Makkunrai: Menyedot tanpa Desahan

Memang tidak salah jika penulis buku ini, Lily Yulianti Farid, mengklaim bahwa Makkunrai sebagai kumpulan cerpen yang mengetengahkan kisah perempuan. Bukan hanya karena penutur dan tokoh-tokohnya perempuan. Melainkan Lily memang mengangkat persoalan yang dihadapi perempuan. Ketertindasan, ketidakadilan, yang dialami perempuan yang berhulu dari system budaya patriarki yang kemudian merembes pada aturan-aturan, cara pandang masyarakat yang kemudian melembaga dalam institusi-institusi negara.

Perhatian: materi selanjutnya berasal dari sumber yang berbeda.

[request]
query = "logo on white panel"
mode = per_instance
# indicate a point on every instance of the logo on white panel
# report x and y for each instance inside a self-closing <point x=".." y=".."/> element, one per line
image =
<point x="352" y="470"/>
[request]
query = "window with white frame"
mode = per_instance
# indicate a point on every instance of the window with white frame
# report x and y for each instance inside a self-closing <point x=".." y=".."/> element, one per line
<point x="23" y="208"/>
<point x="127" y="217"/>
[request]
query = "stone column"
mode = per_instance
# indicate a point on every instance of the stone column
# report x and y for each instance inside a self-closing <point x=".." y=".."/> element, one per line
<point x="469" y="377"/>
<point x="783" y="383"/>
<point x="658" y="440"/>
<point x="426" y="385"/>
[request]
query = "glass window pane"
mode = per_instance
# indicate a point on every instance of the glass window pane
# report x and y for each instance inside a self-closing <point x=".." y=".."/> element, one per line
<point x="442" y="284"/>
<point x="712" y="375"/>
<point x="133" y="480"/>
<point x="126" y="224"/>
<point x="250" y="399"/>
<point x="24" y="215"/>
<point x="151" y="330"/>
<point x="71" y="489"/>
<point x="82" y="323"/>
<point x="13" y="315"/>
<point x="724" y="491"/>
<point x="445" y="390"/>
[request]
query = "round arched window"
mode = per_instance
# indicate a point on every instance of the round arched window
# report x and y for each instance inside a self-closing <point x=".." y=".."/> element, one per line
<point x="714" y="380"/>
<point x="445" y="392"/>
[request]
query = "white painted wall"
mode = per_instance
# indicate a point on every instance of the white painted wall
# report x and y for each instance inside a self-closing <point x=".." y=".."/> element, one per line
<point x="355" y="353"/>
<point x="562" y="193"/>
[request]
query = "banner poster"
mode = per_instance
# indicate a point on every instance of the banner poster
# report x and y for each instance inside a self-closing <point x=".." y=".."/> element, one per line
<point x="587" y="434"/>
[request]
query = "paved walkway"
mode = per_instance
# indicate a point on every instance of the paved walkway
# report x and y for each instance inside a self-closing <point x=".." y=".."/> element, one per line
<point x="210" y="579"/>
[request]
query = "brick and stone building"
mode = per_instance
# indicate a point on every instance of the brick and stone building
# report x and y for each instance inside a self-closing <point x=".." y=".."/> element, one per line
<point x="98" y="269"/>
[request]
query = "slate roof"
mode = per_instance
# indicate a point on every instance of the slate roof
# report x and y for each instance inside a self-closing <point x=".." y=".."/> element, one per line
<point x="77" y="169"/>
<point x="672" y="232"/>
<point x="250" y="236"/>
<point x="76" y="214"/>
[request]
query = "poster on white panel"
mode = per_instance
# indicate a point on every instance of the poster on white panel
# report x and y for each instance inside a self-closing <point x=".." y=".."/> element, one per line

Lily melakukan pemberontakan melalui tokoh-tokohnya yang berasal dari beragam lingkungan sosial. Umumnya gadis Bugis, barangkali ini representasi penulisnya, yang melakukan perlawanan baik terhadap tradisi keluarga, masyarakat sampai institusi bernama negara. Hampir semua tokoh-tokohnya merupakan perempuan yang menolak secara keras dari kungkungan tradisi tidak hanya secara batin tetapi juga fisik. Aku pada cerpen Makkunrai, dan Api dan Cahaya dan Suara, atau Dahlia pada cerpen Dahlia di Rumah Dahlia adalah perempuan-perempuan yang karena upaya dan kecerdasannya, menjadi manusia cosmopolitan dengan lingkungan pergaulan yang sangat luas melintasi antar benua. Mereka dengan gagah berani keluar dari tradisi patriarkar yang menindasnya.

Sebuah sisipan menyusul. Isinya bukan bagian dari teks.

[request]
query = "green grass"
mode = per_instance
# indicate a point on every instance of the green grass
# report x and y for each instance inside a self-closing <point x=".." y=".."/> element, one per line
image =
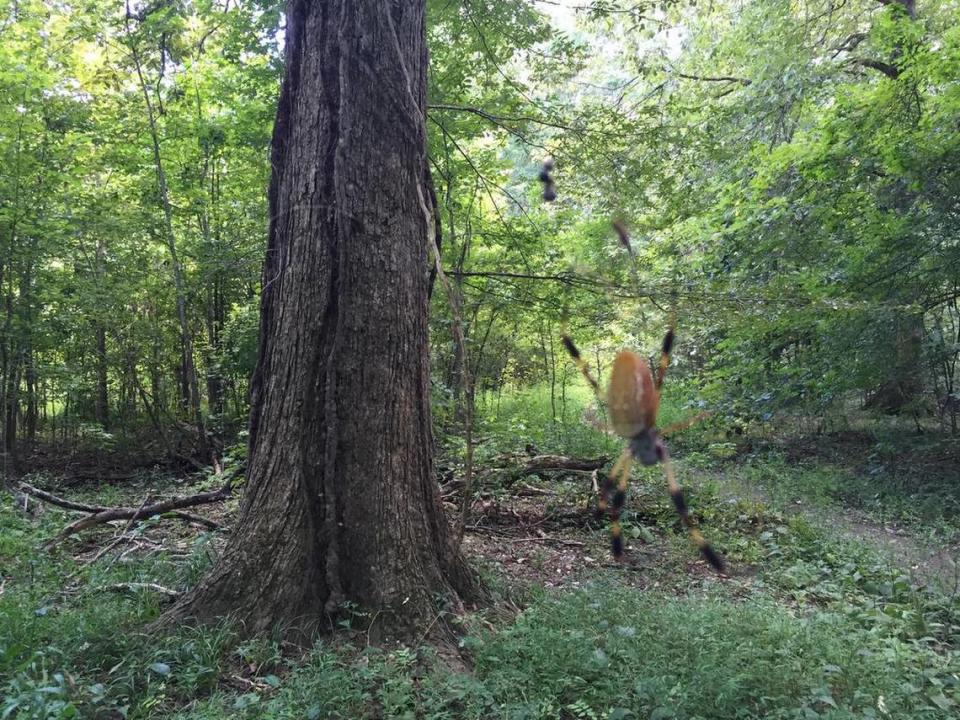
<point x="812" y="625"/>
<point x="610" y="652"/>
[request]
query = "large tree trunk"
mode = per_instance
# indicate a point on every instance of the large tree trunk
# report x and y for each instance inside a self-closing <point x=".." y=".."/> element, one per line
<point x="341" y="503"/>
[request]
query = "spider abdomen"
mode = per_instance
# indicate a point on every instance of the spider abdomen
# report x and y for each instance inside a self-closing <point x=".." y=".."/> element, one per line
<point x="632" y="397"/>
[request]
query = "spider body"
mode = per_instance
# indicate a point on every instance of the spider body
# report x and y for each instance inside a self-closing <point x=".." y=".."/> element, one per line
<point x="633" y="399"/>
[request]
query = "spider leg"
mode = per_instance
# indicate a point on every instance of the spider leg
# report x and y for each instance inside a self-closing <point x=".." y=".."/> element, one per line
<point x="604" y="491"/>
<point x="619" y="500"/>
<point x="582" y="366"/>
<point x="676" y="494"/>
<point x="664" y="357"/>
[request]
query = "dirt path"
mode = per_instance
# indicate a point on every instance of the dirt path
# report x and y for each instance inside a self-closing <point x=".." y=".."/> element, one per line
<point x="935" y="565"/>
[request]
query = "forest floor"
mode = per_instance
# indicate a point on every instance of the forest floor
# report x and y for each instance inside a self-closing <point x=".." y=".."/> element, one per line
<point x="841" y="600"/>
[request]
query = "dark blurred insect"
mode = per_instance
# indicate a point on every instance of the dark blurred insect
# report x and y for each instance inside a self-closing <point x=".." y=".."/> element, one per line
<point x="549" y="191"/>
<point x="633" y="398"/>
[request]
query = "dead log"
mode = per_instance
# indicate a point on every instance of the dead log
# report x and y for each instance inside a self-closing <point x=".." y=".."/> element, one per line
<point x="102" y="514"/>
<point x="132" y="587"/>
<point x="541" y="463"/>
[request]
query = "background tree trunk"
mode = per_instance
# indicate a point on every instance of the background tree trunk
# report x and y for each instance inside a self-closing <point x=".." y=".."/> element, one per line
<point x="342" y="503"/>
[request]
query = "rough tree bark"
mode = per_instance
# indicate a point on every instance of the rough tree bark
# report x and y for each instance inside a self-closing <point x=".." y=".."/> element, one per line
<point x="341" y="502"/>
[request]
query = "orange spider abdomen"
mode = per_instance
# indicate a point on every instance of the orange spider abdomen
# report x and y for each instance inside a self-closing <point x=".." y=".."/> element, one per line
<point x="632" y="396"/>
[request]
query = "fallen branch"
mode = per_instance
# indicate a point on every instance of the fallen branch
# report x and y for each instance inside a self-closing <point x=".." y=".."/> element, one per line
<point x="557" y="541"/>
<point x="542" y="463"/>
<point x="101" y="514"/>
<point x="128" y="587"/>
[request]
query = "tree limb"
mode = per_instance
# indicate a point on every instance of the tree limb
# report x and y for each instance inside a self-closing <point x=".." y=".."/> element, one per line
<point x="102" y="514"/>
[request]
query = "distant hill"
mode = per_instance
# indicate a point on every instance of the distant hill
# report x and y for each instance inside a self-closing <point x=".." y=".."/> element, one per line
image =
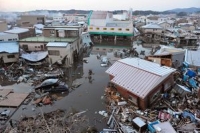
<point x="187" y="10"/>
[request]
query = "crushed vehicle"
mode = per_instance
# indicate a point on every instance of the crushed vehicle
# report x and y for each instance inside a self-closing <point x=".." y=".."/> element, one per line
<point x="104" y="61"/>
<point x="52" y="85"/>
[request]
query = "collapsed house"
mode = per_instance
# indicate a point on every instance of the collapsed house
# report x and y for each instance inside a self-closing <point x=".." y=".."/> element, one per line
<point x="9" y="52"/>
<point x="139" y="81"/>
<point x="168" y="56"/>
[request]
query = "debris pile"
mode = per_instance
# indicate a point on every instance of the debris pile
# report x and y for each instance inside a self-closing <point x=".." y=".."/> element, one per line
<point x="59" y="121"/>
<point x="181" y="110"/>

Tetapi, sekalipun tokoh-tokohnya melakukan perlawanan sangat keras Lily tidak menampilkan sebuah cerita yang kaku dan penuh hujatan. Ini lantaran Lily berhasil mengangkat persoalan yang dihadapi perempauan secara essensial. Lily tampaknya menghindari perlawanan dengan cara menunggang isu seksual seperti yang beberapa waktu lalu banyak ditempuh penulis perempuan lainya.

Maka pembaca tidak akan disuguhi narasi-narasi penuh desahan kata-kata erotik yang memancing imajinasi birahi. Melainkan lantunan kalimat-kalimat bernas yang merangkai cerita secara lihai. Gaya penuturan Lily terasa segar, lincah, dan unik. Narator cerpen-cerpen Lily sangat bervariasi. Dari orang pertama, kedua, orang ketiga. Kadang narator yang berbeda ini muncul di satu cerpen secara apik.

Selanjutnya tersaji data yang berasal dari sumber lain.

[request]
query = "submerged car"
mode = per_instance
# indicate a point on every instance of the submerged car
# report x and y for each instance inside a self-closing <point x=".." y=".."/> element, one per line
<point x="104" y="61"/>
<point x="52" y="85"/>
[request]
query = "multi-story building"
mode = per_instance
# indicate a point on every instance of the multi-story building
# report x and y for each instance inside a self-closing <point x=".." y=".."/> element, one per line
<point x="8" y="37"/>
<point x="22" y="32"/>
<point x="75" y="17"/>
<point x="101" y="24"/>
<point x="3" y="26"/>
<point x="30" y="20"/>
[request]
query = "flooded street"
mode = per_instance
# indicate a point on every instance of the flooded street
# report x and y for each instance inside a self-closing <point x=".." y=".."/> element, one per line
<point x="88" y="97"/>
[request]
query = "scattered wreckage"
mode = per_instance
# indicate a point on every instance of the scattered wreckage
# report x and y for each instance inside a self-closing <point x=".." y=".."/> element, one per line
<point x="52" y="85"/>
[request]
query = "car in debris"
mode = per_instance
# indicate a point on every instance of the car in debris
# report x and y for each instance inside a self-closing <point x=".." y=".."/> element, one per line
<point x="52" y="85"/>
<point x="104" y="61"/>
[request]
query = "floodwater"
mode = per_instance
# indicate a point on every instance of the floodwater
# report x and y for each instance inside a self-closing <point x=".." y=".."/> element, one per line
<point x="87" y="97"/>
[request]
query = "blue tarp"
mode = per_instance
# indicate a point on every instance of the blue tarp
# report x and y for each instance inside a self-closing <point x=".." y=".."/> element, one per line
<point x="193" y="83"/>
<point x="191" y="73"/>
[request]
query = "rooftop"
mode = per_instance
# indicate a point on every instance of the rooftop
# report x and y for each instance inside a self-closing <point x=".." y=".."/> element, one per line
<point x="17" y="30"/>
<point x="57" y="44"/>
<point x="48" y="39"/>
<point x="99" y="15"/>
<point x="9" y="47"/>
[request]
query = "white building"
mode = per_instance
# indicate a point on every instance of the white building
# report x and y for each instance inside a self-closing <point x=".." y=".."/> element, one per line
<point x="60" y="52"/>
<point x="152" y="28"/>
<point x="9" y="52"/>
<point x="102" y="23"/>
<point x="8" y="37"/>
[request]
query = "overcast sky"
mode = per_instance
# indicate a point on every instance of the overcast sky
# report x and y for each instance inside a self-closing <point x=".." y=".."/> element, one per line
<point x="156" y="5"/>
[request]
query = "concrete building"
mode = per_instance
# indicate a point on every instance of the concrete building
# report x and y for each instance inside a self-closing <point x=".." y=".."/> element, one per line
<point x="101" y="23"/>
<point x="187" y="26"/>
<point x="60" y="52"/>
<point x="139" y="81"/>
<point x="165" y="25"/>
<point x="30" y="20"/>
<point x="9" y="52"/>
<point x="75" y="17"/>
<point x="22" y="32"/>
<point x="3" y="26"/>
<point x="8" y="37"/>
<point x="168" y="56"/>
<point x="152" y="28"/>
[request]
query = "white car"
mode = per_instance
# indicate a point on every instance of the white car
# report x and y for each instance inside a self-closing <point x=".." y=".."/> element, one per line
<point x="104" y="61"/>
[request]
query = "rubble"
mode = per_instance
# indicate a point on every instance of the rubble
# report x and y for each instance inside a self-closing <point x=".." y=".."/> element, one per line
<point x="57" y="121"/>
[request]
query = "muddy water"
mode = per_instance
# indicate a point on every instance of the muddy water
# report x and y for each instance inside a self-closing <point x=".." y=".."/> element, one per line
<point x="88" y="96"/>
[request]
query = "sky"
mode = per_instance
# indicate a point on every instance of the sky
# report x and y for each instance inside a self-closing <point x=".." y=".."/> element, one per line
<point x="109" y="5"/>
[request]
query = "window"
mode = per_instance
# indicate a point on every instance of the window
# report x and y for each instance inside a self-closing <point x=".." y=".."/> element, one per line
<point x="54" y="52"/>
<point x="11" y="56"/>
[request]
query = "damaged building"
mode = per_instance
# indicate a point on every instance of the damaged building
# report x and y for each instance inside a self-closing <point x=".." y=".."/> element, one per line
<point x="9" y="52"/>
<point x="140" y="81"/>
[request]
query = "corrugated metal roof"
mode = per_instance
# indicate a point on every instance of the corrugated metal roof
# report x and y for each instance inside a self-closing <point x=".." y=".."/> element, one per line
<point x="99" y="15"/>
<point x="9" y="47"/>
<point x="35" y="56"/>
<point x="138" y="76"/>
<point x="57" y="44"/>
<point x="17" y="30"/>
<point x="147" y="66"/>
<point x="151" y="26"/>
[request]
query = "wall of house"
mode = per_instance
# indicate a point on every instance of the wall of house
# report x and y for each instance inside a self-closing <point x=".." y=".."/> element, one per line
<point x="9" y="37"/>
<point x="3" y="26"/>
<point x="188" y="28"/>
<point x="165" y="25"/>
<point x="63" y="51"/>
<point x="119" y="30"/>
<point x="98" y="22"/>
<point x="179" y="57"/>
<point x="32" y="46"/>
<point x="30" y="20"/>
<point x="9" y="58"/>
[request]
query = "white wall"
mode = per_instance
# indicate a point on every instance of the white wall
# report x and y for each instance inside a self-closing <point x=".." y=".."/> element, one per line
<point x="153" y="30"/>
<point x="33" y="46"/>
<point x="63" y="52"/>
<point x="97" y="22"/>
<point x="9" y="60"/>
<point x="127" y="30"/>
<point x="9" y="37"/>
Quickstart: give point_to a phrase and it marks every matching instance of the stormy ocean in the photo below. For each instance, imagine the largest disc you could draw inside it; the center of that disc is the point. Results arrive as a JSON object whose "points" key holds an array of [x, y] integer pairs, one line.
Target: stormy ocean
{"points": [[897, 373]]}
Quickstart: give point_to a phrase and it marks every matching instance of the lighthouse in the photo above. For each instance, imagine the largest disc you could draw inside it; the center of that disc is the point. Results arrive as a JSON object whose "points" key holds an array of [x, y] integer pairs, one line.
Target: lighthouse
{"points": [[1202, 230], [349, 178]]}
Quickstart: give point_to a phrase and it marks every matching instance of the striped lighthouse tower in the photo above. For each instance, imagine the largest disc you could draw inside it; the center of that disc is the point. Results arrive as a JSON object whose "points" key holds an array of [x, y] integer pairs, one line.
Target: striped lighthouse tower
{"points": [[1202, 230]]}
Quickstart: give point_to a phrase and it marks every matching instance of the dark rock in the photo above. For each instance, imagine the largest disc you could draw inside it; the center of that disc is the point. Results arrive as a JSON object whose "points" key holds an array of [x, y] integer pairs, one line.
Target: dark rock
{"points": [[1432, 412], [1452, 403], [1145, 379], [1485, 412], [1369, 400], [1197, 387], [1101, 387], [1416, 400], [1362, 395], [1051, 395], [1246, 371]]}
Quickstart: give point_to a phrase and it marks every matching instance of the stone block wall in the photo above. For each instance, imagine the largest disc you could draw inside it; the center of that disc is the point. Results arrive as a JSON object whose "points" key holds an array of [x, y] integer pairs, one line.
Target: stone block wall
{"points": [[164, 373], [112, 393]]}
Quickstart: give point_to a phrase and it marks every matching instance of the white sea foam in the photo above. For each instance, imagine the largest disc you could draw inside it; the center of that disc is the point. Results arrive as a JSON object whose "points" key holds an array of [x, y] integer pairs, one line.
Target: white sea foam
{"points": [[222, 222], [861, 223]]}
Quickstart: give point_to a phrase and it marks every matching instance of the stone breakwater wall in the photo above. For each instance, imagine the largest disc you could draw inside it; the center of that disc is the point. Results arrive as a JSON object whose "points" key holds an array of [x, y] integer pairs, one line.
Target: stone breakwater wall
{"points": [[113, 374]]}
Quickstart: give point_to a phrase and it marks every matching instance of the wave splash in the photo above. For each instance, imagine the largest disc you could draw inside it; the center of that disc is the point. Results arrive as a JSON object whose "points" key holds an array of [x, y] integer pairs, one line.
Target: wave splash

Cara bertutur yang demikian menyuguhkan warna yang menarik dan mampu menyedot perhatian pembaca tetap fokus pada jalinan peristiwa. Inilah dua keunggulan cerpen-cerpen dalam Makkunrai. Informasi mengenai peristiwa dan persoalan yang dibuka demi sedikit, untuk kemudian memberi sentakan lembut yang membuat kita geleng kepala.

Saya banyak mendapat cakrawala baru mengenai sisik melik dunia perempuan melalui buku ini, di samping informasi yang berkenaan dengan tradisi leluhur dan pergaulan cosmopolit yang berbaur saling mengikat. Saya rasa cerita-cerita Lily lebih mencerdaskan dan oleh karenanya dibutuhkan publik sastra Indonesia generasi manapun!